Determinants of supply
Price of the product
According to the law of supply, the price of the product will positively influence the quantity
supplied of the product. This is reflected by a movement along the supply curve. (change
in quantity supplied)
Non-price factors
A change in non-price factors will cause a shift in the supply curve. (change in supply)
,Non-price factors include:
1. Changes in cost of production
2. Changes in the state of technology
3. Changes in the number of sellers
4. Changes resulting from nature or abnormal circumstances (supply shocks)

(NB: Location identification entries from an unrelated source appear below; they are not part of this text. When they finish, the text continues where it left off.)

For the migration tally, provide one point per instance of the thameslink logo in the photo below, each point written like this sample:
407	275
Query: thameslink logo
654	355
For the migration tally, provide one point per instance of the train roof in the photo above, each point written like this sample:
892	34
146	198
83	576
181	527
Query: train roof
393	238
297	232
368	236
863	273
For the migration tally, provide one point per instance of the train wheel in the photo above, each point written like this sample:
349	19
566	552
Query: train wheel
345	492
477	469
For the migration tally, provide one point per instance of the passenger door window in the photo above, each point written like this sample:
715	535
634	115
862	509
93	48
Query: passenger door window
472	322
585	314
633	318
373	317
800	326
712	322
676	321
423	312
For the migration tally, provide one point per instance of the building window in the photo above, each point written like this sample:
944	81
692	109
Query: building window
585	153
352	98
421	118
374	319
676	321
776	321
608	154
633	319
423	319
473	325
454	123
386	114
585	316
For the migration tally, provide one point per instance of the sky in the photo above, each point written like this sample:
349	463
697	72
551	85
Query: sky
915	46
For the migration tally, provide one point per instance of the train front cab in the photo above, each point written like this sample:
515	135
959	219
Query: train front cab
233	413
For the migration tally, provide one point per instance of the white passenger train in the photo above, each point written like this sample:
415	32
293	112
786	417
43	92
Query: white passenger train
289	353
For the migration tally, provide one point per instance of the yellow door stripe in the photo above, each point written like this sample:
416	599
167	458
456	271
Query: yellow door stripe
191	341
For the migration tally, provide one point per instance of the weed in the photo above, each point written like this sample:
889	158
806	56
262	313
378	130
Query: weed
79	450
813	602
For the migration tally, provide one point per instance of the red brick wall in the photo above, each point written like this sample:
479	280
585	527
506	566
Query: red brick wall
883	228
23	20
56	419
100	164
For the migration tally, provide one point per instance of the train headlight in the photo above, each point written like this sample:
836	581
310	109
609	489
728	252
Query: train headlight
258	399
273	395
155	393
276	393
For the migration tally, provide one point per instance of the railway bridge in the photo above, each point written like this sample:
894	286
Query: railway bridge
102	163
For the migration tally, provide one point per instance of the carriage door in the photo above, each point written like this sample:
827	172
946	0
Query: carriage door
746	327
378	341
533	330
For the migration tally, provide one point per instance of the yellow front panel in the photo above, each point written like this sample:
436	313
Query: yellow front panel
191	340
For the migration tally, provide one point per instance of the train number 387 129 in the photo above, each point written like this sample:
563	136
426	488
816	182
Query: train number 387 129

5. Changes in the price of related goods
a. Goods in competitive supply - goods that are produced with the same
resources such that resources used in one good cannot be used to produce
the other
b. Goods in joint supply - goods that are produced jointly with the same
resources
6. Changes in producer expectations
7. Changes in government policies - eg: taxation and subsidy
<TAXES>
Indirect taxes are taxes imposed on spending of goods and services. An indirect tax has the
effect of increasing the marginal cost of production. There are 2 types of indirect tax:
1. Specific tax - tax that is levied as a fixed amount per unit sold, irrespective of the
price (upward and parallel shift)
2. Ad valorem tax - tax that is levied as a percentage of the selling price of the goods
(upward but pivotal shift)
, <SUBSIDIES>
A subsidy is a payment made by the government to producers to encourage the production
of certain goods, but not in exchange for any goods and services. A subsidy has the effect of
decreasing the marginal cost of production.
Market equilibrium
A state of balance between forces such that there is no tendency to change.
Price mechanism
The price mechanism is defined as the forces of demand and supply that determines the
allocation of resources between competing and alternative users.
Prices play dual roles; they serve as signals and incentives.
- As signals, prices communicate information to decision-makers. As incentives, prices
motivate decision-makers to respond to the information.
Eg:
- To producers: higher prices signal to consumers that there is a shortage of
smartphones in the market. The higher prices also acts as an incentive for producers
to increase the quantity of smartphones supplied.
- To consumers: higher prices signal to consumers that smartphones are expensive in
the market. The higher prices also acts as a disincentive for consumers to increase
the quantity of smartphones demanded.
This ensures that the right amount of resources is allocated to the production of this good.